Amazonプライムの特徴的なサービスは、お急ぎ便、プライムビデオ、プライムミュージックだろう。多くの場合のプライム会員になる動機は、翌日配達のお急ぎ便に対する対価であり、それに3900円を払うと3万タイトルを超えるビデオと100万曲の音楽がタダでついてくるように感じる。そのため3900円という金額には納得感を感じる人が多いだろう。

話を変えて、地上波テレビについて考えてみる。地上波テレビはNHKを除いて無料で見られる。理由は言うまでもなく、CMを放送することでスポンサー企業からの広告宣伝費を受け取り、それで番組制作費などを行っているからだ。これによって視聴者からは見かけ上はコンテンツがタダに見える。このモデルは今でも秀逸で、2兆円弱のテレビ広告費を1億人で割ると、国民一人あたり2万円ほどの広告宣伝費を様々な商品サービスの価格に転嫁されたかたちで、結局は我々が払っていることになる。4人家族ならなんと8万円だ。

地上波テレビはビジネスモデルが秀逸なのである。それは視聴者目線でいうとコンテンツがタダだからだ。ただし金を払っている意識がないので、コンテンツ制作者側から見ると価値が評価されにくい側面も併せ持つ部分はある。

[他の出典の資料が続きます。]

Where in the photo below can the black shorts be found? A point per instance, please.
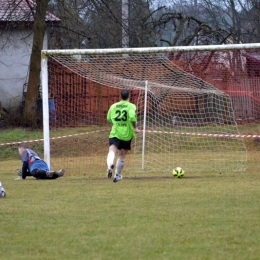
(120, 144)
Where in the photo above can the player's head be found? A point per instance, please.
(125, 94)
(22, 146)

「大阪ガスの電気」は、電気とガスという公共料金にコンテンツがタダで付いてくるということだ。これまで地上波テレビが独占的に行ってきたコンテンツの無償提供を、テレビ局ではない業界企業がはじめてしまったのである。テレビ業界的にこの事例に対して大阪ガスに着目するか、Amazonに着目するかによって別の話になる。

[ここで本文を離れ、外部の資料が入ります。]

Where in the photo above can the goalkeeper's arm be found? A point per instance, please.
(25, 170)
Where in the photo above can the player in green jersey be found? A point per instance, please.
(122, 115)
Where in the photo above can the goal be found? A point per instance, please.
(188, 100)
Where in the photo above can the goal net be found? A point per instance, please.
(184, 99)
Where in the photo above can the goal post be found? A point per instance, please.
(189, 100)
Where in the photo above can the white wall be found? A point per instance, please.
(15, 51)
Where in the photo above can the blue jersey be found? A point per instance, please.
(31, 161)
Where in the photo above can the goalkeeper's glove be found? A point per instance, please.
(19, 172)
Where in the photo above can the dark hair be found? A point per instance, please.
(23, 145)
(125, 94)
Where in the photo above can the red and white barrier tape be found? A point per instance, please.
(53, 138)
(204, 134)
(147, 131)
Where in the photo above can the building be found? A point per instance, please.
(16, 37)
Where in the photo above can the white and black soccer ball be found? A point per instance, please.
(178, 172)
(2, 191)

大阪ガスを軸にすると、Amazon部分をNetflixやHulu、スカパー!やケーブルテレビなどに変えて提供される可能性がある。実際に大阪ガスはこのサービスを顧客のライフスタイルや個々のニーズに合わせて利用できる電気料金メニュー「スタイルプラン」としており、Amazonとのコラボレーションはその第1弾であるとしている。

Amazonを軸に考えると、大阪ガス以外にパートナーになり得る企業は無数に存在する。たとえばトヨタのクルマにはAmazonプライムが付いてくる、ドコモのケータイには・・・などというようにだ。Amazon側のメリットは、トヨタのユーザーをAmazon会員にできることだ。これを拡大されていくと、トヨタやドコモは地上波テレビで広告宣伝をする必要がなくなる。

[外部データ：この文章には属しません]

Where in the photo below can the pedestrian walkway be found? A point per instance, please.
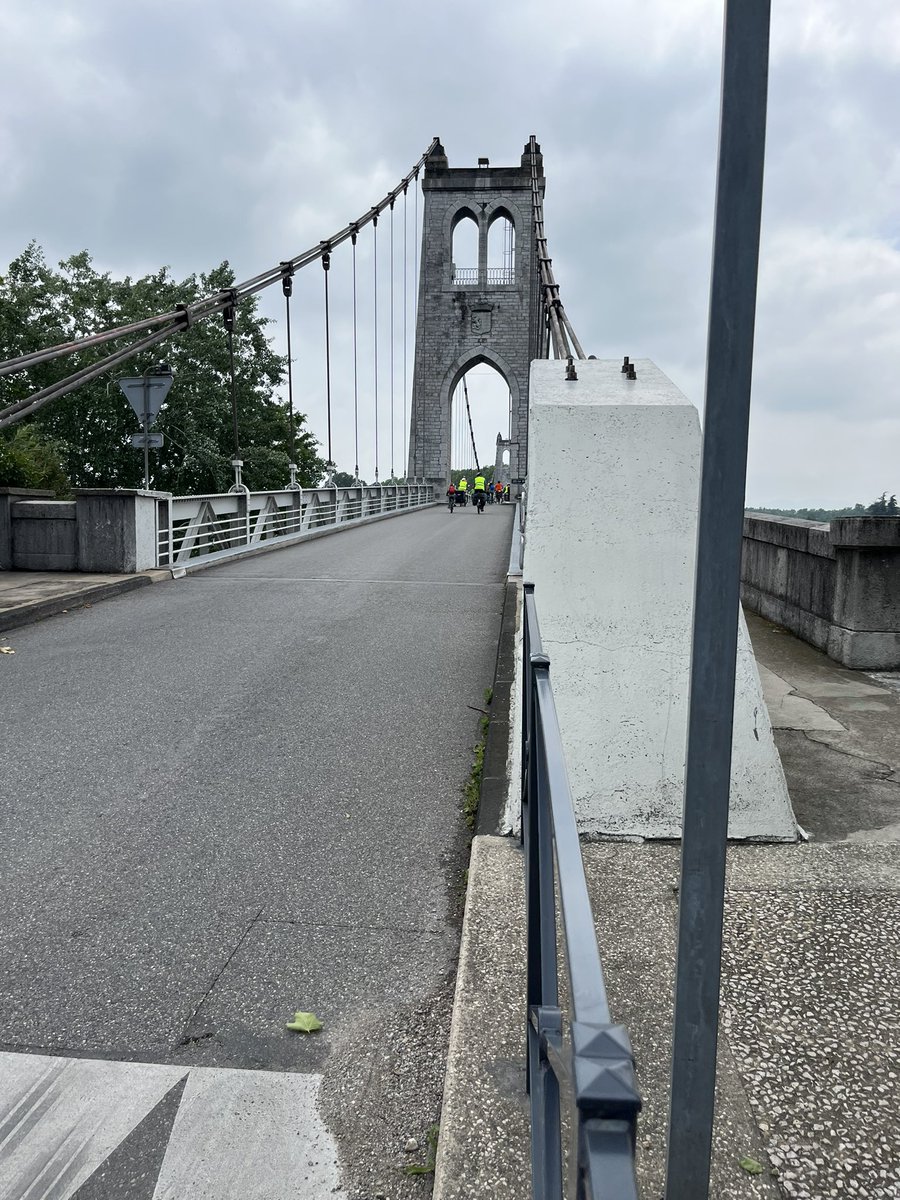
(809, 1063)
(225, 799)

いまの地上波テレビ局が考えなければいけないことは、ネット配信でも見逃し配信でもなく(そんなものは当たり前のサービスでしか無い)、時間枠売りからの脱却ができるかどうかにかかっていると思う。

なお、このサービスがお得かどうかはこちらのブログなど参考に
3階建てに暮らす
本当にお得?大阪ガスのAmazonプライム付き電気「スタイルプランP」を検証してみた
40代の資産運用,投資ブログ
大阪ガスで電気を契約すると,Amazonプライムがついてくるってよ.

 

【訂正】
公開時にテレビ広告費を2億円弱と記載しておりましたが、正しくは2兆円弱です。お詫びして訂正させていただきます。